The Water as Leverage Programme

The Water as Leverage Programme

Water as Leverage

The Water as Leverage programme was initiated in 2018 with a competition to generate innovative and integrated climate-adaptive concepts in three Asian cities.

The competition was modeled after the Rebuild by Design challenge launched in June 2013 by President Obama’s Hurricane Sandy Task Force. The WaL programme builds upon the success of RBD and contributes to the Paris Agreement and the Sustainable Development Goals. The three cities where Water as Leverage piloted its programming - Semarang, Indonesia; Chennai, India; and Khulna, Bangladesh - are pioneering a transformative design approach with the goal of replicating these principles in Asia and across the rest of the world. The initiative involves a dedicated group of partners from governments, financial institutions, investment agencies, technical organizations together with community stakeholders who are committed to using Water as Leverage as a blueprint for other cities and regions facing water challenges.

In short, Water as Leverage:

  • ensures the active involvement of all stakeholders – local communities, the public, private and financial sectors – from the start;
  • promotes coalitions, creates ownership and enhances institutional and societal capacity in building climate-resilient cities;
  • develops design-driven, fundable infrastructural projects to address urban challenges and to create a better living environment in cities; and
  • inspires paradigm shifts as the programme contributes to changing the thinking and the perspective on different processes and the funding needed to deal with the complexity of urban challenges.

Water as Leverage is supported by MOUs between the Dutch government and the Governments of Bangladesh, India and Indonesia.

Facing Global Water Challenges

Water as Leverage

Water represents the most challenging and complex risk facing humankind in the coming century.

Climate change induced floods, droughts, pollution, starvation, diseases, and conflicts are all fundamentally related to water. When coupled with rapid and unplanned urbanization, these pervasive issues produce catastrophic events that threaten the resilience of life support mechanisms on earth. Cities around the world are feeling the effects of water-related challenges, growing population density, and urban expansion. In response, cities have the opportunity to become part of a solution in which water is a unifying force: a catalyst that can be leveraged for sustainable development.
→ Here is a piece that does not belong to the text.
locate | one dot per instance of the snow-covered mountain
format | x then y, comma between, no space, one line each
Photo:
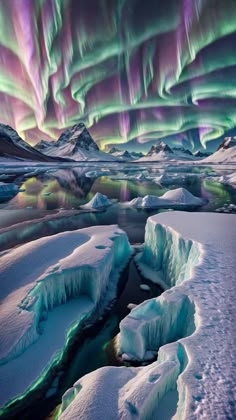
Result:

This is the fundamental conviction of the Water as Leverage programme: that water is not only a major risk factor to people, property and future prosperity, but also an opportunity to address an all-encompassing challenge as a global community.

The challenge can be met by facilitating the development and implementation of resilient solutions by connecting:

  • long-term comprehensive urban planning with short term innovative transformations;
  • ambitious climate adaptation plans with bankable projects
  • development of more knowledge on water systems with the construction of more resilient cities; and
  • research, design and implementation practices with inclusive urban alliances

Bridging Transitions

Water as Leverage

Water as Leverage is designed to achieve three transitions:

  1. Breaking through the lock-in where, worldwide, there is still not enough funding for the pre- project-preparation phase (research, inclusive collaboration, coalition building, sparking the enabling environment, capacity building, design and innovation). This is done through public-private collaboration in a ‘challenge’ context ("pressure-cooker"). The model of the competition, or challenge, is adapted from the IABR methodology, the Rebuild by Design challenge (RBD) and a number of RBD follow-up projects (Bay Area Challenge Resilient by Design; Resilience by Design University RBD_U; Policy Initiatives; 12 City Initiatives);

  2. Breaking through fragmentation in the project development process/approach, which currently occurs frequently and extensively, by: a) instituting a “life-cycle by design and collaboration approach”; b) involving the financial sector from the beginning; c) promoting community partnerships; and d) increasing opportunities for blended finance, public-private partnerships and market opportunities; and

  3. Breaking away from a limited/narrow focus on projects by broadening the scope to include project, process, and the necessary enabling environment. It is about people, process and projects for sustainable impact.

All this is done through the truly integrated (design) approach, which supports the goals of the 2030 Agenda for Sustainable Development and the Paris Agreement. Our values are inclusivity, integrality and innovation by design for sustainability and climate resilience.